Yes, a great story in The Daily Telegraph describes how bankers are being written into Christmas pantomimes in the UK as villains. Their reputation has fallen almost as low as that of marketing executives.
But the few bankers that are still around are still shamelessly peddling their wares, including hedging mechanisms for the poor old chemicals industry. The other route to wealth for monsters of leverage is buying plants from bankrupt companies and leasing them out to operators with sufficient cost control to meet whatever feeble demand remains over the next few years.
On naphtha, the more immediate problem is a seriously weird market. As of Friday last week, naphtha was trading $257.50-258.50/tonne CFR Japan for first-half January delivery, according to ICIS pricing.
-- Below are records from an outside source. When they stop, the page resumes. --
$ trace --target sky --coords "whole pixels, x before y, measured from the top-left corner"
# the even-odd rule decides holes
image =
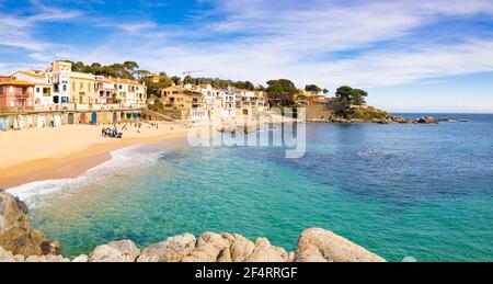
[[[0,0],[0,73],[55,59],[493,113],[493,0]]]

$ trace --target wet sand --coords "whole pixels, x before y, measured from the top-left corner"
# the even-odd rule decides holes
[[[0,189],[25,183],[76,178],[111,159],[111,151],[133,145],[185,140],[184,126],[128,127],[123,139],[104,138],[102,126],[70,125],[53,129],[0,133]],[[119,127],[121,128],[121,127]],[[138,133],[138,130],[140,133]],[[28,150],[23,150],[28,147]]]

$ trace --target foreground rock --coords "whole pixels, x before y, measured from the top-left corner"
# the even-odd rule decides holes
[[[129,240],[113,241],[99,246],[89,255],[89,262],[134,262],[140,250]],[[81,258],[79,258],[79,262]]]
[[[376,124],[438,124],[442,122],[468,122],[466,120],[457,118],[434,118],[434,117],[420,117],[420,118],[405,118],[402,116],[389,115],[385,118],[344,118],[339,116],[332,116],[326,120],[308,120],[309,123],[341,123],[341,124],[354,124],[354,123],[376,123]]]
[[[57,241],[31,229],[27,207],[0,192],[0,262],[70,262],[59,255]],[[152,245],[142,251],[129,240],[96,247],[72,262],[382,262],[382,258],[324,229],[305,230],[296,253],[255,242],[241,235],[205,232],[199,238],[184,234]]]
[[[332,231],[313,228],[299,237],[295,262],[385,262],[377,254]]]
[[[0,192],[0,247],[13,254],[57,255],[59,243],[32,229],[28,224],[27,206],[7,192]]]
West Texas Intermediate crude was meanwhile at $53.50/bbl, meaning a multiple of crude to naphtha of less than five times compared with the usual eight or nine times.
In the normal world you would expect refiners to make big run cuts in response to abysmal petrochemical demand for naphtha and the collapse in gasoline consumption. This would restore multiples close to their historic norm.
But as everyone knows, we are not living in a normal world.
The heating oil season, though, is beginning in the northern hemisphere, creating the risk that naphtha might increase.
Would it be wise to lock in cheap prices now through either hedging or stocking up on physical cargoes, just in case naphtha returns to its usual relationship with crude?
At some point, petrochemical demand has to improve, no matter how anaemic. In such an event, prices might literally double overnight from their historic low levels – meaning good returns for anyone who has locked in their feedstock costs.